Il y a chez Pierre un romantisme d’avant-garde à faire frémir le jeune Werther (Goethe). Il y a aussi des mots qui dépassent la pensée. Parce que la suite, nous la connaissons : Pierre ne mourra pas avec Jésus. Mais alors pas du tout. Il fera même ce qu’il faut pour ne pas être inquiété, en reniant Jésus par trois fois, comme annoncé par Jésus qui connaissait bien son Pierre. Pour être plus juste sur le plan théologique, l’annonce du triple reniement de Pierre par Jésus, puis la mission qui sera confiée par le ressuscité à Pierre de s’occuper de son troupeau, est une manière de dire que la grâce de Dieu surmonte nos imperfections, nos renoncements, nos trahisons, nos bassesses… notre état de pécheur.
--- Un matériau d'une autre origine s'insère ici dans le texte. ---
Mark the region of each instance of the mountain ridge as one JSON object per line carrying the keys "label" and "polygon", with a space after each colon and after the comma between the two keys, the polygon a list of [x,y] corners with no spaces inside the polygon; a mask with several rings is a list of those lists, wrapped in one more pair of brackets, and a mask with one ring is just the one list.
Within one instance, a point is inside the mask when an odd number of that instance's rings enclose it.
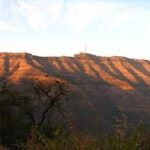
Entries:
{"label": "mountain ridge", "polygon": [[132,116],[130,118],[139,116],[137,120],[150,120],[148,60],[120,56],[101,57],[85,53],[74,57],[0,53],[0,68],[1,82],[7,79],[20,83],[24,79],[49,76],[65,80],[76,87],[80,94],[72,98],[74,101],[68,108],[80,123],[84,120],[90,124],[89,115],[93,117],[98,114],[101,114],[98,117],[101,116],[102,120],[111,120],[116,108],[129,113]]}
Pierre conteste Jésus en déclarant qu’il mourra avec lui plutôt que le renier. Cela dit bien la prudence qu’il faut avoir avec les discours religieux – et ne jamais croire un ecclésiastique sur parole. Il faut exercer son esprit critique en toutes circonstances, avec tout le monde. En tout cas, en protestantisme, il n’y a pas d’argument d’autorité qui vaille, c’est ce qu’explique le théologien Paul Tillich au débout de son ouvrage sur la foi. La foi n’est pas un acte d’obéissance à quelqu’un qui est dépositaire de l’autorité. Ce n’est pas parce que celui qui parle a de bons états de service que sa parole est digne de confiance. C’est quand elle nous ouvre à une vie plus grande que sa parole est digne de confiance, qu’elle peut susciter notre foi.
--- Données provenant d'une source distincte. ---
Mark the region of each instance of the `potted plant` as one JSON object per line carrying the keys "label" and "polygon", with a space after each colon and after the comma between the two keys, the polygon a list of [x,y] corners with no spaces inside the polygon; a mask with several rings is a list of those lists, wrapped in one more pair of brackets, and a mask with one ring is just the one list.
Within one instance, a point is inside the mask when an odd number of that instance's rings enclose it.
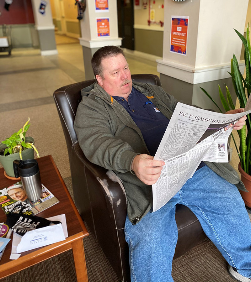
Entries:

En l’occurrence, c’est Jésus qui avait les paroles de vie, en disant : « vous serez tous scandalisés, car il est écrit : “je frapperai le berger, et les brebis seront dispersées”, mais après que je serai ressuscité, je vous précéderai en Galilée » (14/27-28).
Ah ! s’il n’avait pas été obnubilé par la question de la mort. S’il n’était pas attiré par le morbide… il aurait entendu la fin de la phrase de Jésus. Il aurait entendu que cette phrase de Jésus n’était pas tout orientée vers la mort et que c’était là le point final de leur histoire commune. Mieux que cela, il aurait entendu que la mort n’était pas le centre de gravité de leur vie, ni l’horizon de leur avenir. Ainsi, Pierre aurait entendu que Jésus les appelait d’ores et déjà en Galilée, là où se trouve le lac où il est possible de trouver des personnes qui prendront notre suite, qui se lèveront après nous pour reprendre le flambeau de l’évangile et porter la lumière partout où l’obscurité maintient les gens captifs de leurs peurs, de leurs angoisses.
Jésus annonce qu’il va leur donner sa vie, et Pierre répond que lui va donner sa mort. Triste malentendu dont le christianisme n’a pas été avare au fil des siècles. Jésus a prêché la vie et la résurrection, Pierre a commencé par promettre la mort et fut un adepte des reniements, de la trahison. Voilà pourquoi le christianisme a toujours intérêt à porter un intérêt modéré à la parole des ecclésiastiques. Voilà pourquoi il importe de se mettre personnellement à l’écoute de la parole de Dieu, à l’écoute pleine et entière… ne pas s’arrêter en cours de route sans quoi on risque d’entendre un message inversé qui donnera à notre vie le sens contraire de l’évangile.
Qu’en est-il du ministère de Pierre, au regard de ce parcours à travers l’évangile de Marc ? Le ministère de Pierre n’est pas tant intéressant pour son caractère d’unité par le pouvoir qu’il détiendrait sur tout, que par sa nature de pécheur, d’être marqué par le péché, comme nous tous ; Pierre, un être marqué par le péché, comme ses successeurs, et justifié par la grâce de Dieu, comme nous tous.
Le successeur de Pierre ne devrait pas tant porter l’anneau du pêcheur que l’anneau du pécheur – signe de l’unité de l’ensemble du peuple de Dieu par l’appel que le Christ fait à chacun de nous. L’appel du Christ est un appel à dépasser notre condition actuelle, à ne pas nous tenir à notre situation, afin d’entrer dans le Règne de Dieu qui est notre patrie commune, par delà chaque confession particulière.